Japanese exporters climbed. Canon Inc., a Japanese camera maker that gets 80 percent of sales abroad, gained 4.2 percent to 3,695 yen and Toyota added 5.8 percent to 5,640 yen. Yamaha Motor Co., a motorcycle maker that gets almost 90 percent of sales outside Japan, advanced 4.4 percent to 1,398 yen. A declining yen boosts overseas earnings at Japanese firms when repatriated.
Toyota, Honda Motor Co. and Nissan Motor Co. recalled at least 3 million vehicles worldwide for defects in airbags made by Takata Corp. Shares of Takata slumped 9 percent to 1,819 yen.
Securities companies rose for a 10th day, posting the largest gains on Japan’s broader Topix Index. Nomura Holdings Inc., the nation’s biggest brokerage, increased 8.3 percent to 760 yen. Daiwa Securities Group Inc., the No. 2, climbed 4.9 percent to 807 yen.
Sharp soared 7.9 percent to 313 yen. The company will report operating profit for the period October to March of about 20 billion yen ($201 million), exceeding its 13.8 billion yen forecast, the Nikkei reported without citing anyone.

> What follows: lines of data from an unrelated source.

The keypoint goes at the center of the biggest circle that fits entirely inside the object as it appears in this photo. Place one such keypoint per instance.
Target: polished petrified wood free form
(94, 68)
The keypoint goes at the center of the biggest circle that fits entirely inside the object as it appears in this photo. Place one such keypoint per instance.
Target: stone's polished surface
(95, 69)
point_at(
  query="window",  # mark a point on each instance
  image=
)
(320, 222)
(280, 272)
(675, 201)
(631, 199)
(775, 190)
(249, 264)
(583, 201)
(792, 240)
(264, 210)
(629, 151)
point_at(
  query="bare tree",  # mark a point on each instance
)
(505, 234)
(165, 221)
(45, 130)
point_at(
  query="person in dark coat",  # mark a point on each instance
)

Futures on the Standard & Poor’s 500 Index were little changed. The measure yesterday climbed 1.2 percent, to a record, as a report showed China’s imports grew, Japan reiterated its stimulus plans and investors speculated earnings will beat estimates.
Several Federal Reserve officials said the U.S. central bank should taper its bond-buying program later this year and stop it by the end of 2013 if labor-market conditions improve, according to minutes of its March meeting released yesterday. Fed Chairman Ben S. Bernanke said on April 8 that economic conditions were far from where he would like them to be.
Taiwan’s Taiex Index advanced 1.4 percent, led by Taiwan Semiconductor Manufacturing Co. The world’s largest contract producer of chips surged 3.3 percent to NT$101.50, the most in more than four months, as first-quarter sales of NT$132.8 billion ($4.4 billion) exceeded analysts’ estimate of NT$129.1 billion. The company projects that sales will rise at a percentage in the teens this year, Chief Executive Officer Morris Chang said on April 9 in San Jose, California.
GS Engineering fell 15 percent to 42,000 won after the South Korean builder reported a 386.1 billion won ($342 million) loss for the first quarter.